Five years ago, I launched MyShingle.com with this Welcome Message, proclaiming my vision. Here’s an excerpt:
What we’d like to convey here in this welcome message is our vision of MyShingle.com as a site which captures and reflects the innovative, pioneering and “can do” spirit of solo and small firm practice and gives voice, presence and respectability to solo and small firm lawyers who represent a majority of lawyers in the United States and around the world….MyShingle.com strives to carry out the trend-setting tradition of our solo and small firm colleagues. Our website is the first site devoted to non-tech legal issues built with open source slashcode, as well as the first to allow for interactive dialogue between our authors and our audience in contrast to the more traditional blogs. We seek to serve a broad audience — solos and small firm lawyers foremost of course, but also lawyers who dream of hanging out a shingle and law students for whom solo and small firm practice might some day offer a career option. Here’s the place to learn the basics about starting and running a law practice, read about solo and small law firm concerns, learn about solo and small firm accomplishments, discuss new models for collaboration between large and small firms and ponder the place that we solos and small firms occupy in the legal universe. So please join us for all this and more at MyShingle.com. Welcome.
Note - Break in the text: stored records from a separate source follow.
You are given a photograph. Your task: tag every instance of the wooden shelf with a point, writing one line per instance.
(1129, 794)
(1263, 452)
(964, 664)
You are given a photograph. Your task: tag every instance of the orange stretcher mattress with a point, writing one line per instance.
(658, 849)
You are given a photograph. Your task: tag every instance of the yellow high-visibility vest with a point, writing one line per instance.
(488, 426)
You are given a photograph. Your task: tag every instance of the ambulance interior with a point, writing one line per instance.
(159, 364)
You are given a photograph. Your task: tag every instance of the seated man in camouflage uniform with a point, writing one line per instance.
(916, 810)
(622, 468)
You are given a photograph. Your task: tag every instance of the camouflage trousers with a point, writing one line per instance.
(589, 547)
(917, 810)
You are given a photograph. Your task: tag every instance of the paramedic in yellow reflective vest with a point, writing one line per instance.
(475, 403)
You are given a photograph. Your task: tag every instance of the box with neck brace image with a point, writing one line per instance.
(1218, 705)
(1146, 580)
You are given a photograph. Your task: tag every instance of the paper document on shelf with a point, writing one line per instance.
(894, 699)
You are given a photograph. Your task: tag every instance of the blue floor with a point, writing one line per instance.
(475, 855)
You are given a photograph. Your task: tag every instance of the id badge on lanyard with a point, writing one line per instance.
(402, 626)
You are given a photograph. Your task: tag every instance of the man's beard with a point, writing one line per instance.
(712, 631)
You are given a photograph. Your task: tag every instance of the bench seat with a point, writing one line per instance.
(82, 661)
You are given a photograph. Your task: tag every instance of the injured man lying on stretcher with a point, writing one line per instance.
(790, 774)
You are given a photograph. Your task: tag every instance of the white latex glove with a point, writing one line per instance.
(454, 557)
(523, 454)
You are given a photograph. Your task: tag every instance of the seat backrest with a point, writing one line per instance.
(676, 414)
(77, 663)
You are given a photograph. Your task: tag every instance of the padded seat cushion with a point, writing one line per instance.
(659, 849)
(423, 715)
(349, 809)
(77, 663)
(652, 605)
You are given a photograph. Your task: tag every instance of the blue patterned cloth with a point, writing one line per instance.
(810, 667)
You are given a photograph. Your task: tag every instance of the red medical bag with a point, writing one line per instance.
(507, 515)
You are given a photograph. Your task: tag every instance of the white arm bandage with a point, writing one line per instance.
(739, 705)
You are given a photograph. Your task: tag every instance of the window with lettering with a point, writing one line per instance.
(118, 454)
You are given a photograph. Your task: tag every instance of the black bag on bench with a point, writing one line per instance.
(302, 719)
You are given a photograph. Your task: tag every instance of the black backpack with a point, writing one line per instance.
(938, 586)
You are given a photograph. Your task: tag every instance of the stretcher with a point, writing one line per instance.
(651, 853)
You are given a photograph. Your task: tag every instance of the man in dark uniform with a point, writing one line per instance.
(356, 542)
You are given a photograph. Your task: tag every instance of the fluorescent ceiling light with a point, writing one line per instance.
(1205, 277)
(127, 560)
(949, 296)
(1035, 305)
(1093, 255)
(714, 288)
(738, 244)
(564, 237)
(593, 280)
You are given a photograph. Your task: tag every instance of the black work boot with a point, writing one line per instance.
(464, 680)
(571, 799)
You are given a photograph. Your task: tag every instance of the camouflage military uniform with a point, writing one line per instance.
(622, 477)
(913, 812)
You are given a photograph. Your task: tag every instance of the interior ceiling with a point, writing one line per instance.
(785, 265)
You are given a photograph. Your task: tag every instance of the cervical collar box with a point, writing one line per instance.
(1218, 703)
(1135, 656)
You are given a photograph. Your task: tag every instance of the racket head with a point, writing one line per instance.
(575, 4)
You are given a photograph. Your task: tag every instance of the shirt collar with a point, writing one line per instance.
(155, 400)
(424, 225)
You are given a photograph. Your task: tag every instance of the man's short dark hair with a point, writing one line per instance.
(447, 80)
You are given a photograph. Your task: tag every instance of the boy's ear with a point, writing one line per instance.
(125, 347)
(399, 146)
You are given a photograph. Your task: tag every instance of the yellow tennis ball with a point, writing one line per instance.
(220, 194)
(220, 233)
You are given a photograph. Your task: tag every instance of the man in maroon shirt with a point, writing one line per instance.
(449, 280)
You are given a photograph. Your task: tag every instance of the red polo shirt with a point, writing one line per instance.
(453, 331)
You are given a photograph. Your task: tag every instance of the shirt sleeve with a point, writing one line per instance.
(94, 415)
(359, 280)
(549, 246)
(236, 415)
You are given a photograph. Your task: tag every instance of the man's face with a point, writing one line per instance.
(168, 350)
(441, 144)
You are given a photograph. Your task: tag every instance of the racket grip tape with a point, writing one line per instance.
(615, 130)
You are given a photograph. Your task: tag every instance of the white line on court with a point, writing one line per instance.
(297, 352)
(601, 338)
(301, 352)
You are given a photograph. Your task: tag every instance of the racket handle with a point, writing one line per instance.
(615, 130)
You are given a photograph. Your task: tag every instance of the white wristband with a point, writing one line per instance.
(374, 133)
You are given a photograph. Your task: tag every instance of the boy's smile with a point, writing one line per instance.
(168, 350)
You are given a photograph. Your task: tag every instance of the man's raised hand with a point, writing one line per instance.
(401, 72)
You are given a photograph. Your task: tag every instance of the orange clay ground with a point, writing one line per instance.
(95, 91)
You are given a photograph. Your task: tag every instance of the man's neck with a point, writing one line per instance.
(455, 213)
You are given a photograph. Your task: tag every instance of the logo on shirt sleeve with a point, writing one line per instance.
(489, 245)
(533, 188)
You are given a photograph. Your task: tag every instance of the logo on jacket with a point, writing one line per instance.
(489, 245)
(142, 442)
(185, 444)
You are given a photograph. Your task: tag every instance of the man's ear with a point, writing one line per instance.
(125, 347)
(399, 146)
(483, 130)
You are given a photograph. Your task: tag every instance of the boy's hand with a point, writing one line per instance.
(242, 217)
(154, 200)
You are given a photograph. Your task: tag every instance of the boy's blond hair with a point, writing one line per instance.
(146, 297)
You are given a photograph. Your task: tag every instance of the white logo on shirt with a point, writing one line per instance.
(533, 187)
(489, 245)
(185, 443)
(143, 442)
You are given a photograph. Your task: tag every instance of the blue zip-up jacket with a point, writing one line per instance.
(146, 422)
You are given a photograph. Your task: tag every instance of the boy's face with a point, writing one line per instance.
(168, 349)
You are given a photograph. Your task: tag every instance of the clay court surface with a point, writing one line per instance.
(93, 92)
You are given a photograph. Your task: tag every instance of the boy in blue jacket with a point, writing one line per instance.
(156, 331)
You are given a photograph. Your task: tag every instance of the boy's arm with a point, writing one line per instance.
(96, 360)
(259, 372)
I’d wanted to write something profound, offer some pithy insight that would convey all that I’ve learned during these past five years of blogging. Truth is, I can’t even begin to count how many opportunities this blog has brought me (including this one). But perhaps the most ironic is that by celebrating and embracing the benefits of solo and small firm practice, I’ve unlocked doors to fora like Legal Blogwatch, or the ABAthat have traditionally been the exclusive province of large established or well connected law firms. The obvious lesson here, for any blogger, is quite simply, be yourself; let your blog reflect your genuine voice and you will find success.
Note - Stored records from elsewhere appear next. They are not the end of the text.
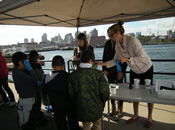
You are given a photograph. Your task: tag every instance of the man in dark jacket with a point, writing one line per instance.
(4, 83)
(56, 86)
(89, 91)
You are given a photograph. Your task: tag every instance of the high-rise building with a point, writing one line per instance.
(32, 40)
(26, 40)
(44, 38)
(76, 34)
(68, 38)
(60, 40)
(169, 34)
(138, 34)
(94, 33)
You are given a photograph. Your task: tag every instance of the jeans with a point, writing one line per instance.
(5, 87)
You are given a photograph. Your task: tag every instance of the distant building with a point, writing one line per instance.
(131, 34)
(68, 38)
(94, 33)
(173, 35)
(138, 34)
(26, 40)
(76, 34)
(169, 34)
(32, 40)
(29, 46)
(44, 38)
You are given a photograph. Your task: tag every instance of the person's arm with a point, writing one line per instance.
(70, 88)
(140, 57)
(103, 88)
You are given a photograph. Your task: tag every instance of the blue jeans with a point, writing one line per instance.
(5, 87)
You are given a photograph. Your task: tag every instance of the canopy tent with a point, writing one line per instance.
(81, 13)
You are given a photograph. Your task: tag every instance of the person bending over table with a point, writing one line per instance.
(130, 51)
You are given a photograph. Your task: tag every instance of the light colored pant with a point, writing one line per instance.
(96, 125)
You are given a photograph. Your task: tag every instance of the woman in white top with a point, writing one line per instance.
(129, 50)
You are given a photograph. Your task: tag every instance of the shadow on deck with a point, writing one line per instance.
(8, 118)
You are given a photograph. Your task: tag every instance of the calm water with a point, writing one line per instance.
(164, 51)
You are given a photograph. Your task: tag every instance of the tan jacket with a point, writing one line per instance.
(139, 61)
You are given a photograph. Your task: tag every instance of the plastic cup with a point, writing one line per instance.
(148, 82)
(173, 85)
(137, 83)
(113, 89)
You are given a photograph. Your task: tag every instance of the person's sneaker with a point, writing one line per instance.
(2, 103)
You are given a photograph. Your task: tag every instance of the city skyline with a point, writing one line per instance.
(11, 34)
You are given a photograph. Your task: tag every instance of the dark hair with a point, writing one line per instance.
(58, 61)
(18, 56)
(82, 36)
(87, 55)
(118, 27)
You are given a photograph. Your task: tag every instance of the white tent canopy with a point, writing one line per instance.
(81, 13)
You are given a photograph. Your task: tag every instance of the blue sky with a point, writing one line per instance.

My second observation after five years of blogging is that there’s also a unique affinity between blogging and solos, which is why solo and small firm lawyers still dominate the blogosphere (even some bloggers who started out at large firms have since turned solos). Starting a law practice is a proactive step by which we lawyers take charge of our destiny and effect change in our own lives and within the legal profession. Rather than simply complain about the hierarcy of biglaw or the injustice in the legal system or the shoddy treatment that some clients receive from other lawyers, when we start a law practice, we take steps towards addressing these perceived deficiencies. And in starting a blog and staking a shingle on our own little corner in cyberspace, lawyer bloggers take proactive steps to make our voices heard, or as Kevin O’Keefe puts it, “join the conversation,” even if we’ve not been formally invited. Just as starting a law firm empowers lawyers, so too does blogging. Out here in the blogosphere, whether we’re solos, academics or biglaw attorneys, in many ways, we’re all shinglers as well, asserting our control over a little piece of the universe, creating something where nothing existed before. (perhaps I should say ich bin ein Shingler?!)